Job Losses During Economic Crisis Leave Millions Without Health Insurance

Job Losses During Economic Crisis Leave Millions Without Health Insurance

According to a new report from the Commonwealth Biennial Health Insurance Survey of 2010 and prior years, millions of Americans have been left with no health insurance as a result of the economic recession. Worse yet, those who still have coverage are struggling to pay medical bills.

The survey was conducted via phone interviews by Princeton Survey Research Associates International and involved 3,033 adults during the period from July 14 to November 30, 2010. The survey focused on the effect of the recession on adult health insurance.

Findings showed that last year about 52 million American adults found themselves lacking insurance, a startling increase of nearly 75 percent compared to the 38 million who were uninsured in 2001. A total of 43 million adults of working-age adults joined the ranks of the unemployed in the past two years, accounting for about a quarter of the work force. Among these less fortunate people, approximately nine million (57 percent) lost their health benefits (57%) an only one-quarter of them either obtained new coverage or were able to become covered by their spouse’s insurance. A mere 14 percent continued their coverage through COBRA. Many adults who sought to obtain individual coverage faced higher premiums, exclusions from their coverage due to a health condition, or were denied coverage due to a preexisting condition.

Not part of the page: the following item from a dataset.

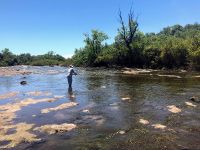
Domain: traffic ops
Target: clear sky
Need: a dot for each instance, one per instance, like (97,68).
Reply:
(38,26)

Results of the survey also showed that the cost of insurance coverage and medical expenses have continued to increase over the past decade. Americans who have health insurance coverage have been forced to pay higher deductibles in addition to having to pay deductible costs for routine procedures that were covered beyond their regular co-pay in the past. This has left millions among the unemployed not only struggling to pay medical bills, but forgoing needed medical care.

In 2010, about 49 million working U.S. adults reported 10 percent more of their income being spent for health insurance premiums and out-of-pocket medical costs, compared to 31 million in 2001. In addition, 75 million adults forwent doctor visits, filling prescriptions, and went without recommended tests or treatments, with only about half of those surveyed reporting being current on preventive care. This accounts for a 60 percent increase in comparison to 47 million reporting the omission of medical care in 2001.

According to Commonwealth Fund President Karen Davis, the report provides a benchmark for measuring the effectiveness of the healthcare reform initiated by President Barack Obama. In a telephone interview, she stated, “It tells a story of a continuing deterioration of healthcare accessibility, efficiency, safety and affordability over the past decade despite the fact that we spend more than any other country on healthcare.”

Although certain terms of the new plan that has been signed into law are now in effect, requirements for coverage and provisions for purchasing health plans will not be in effect until 2014. The target of the new plan is to provide coverage for more than 30 million uninsured Americans.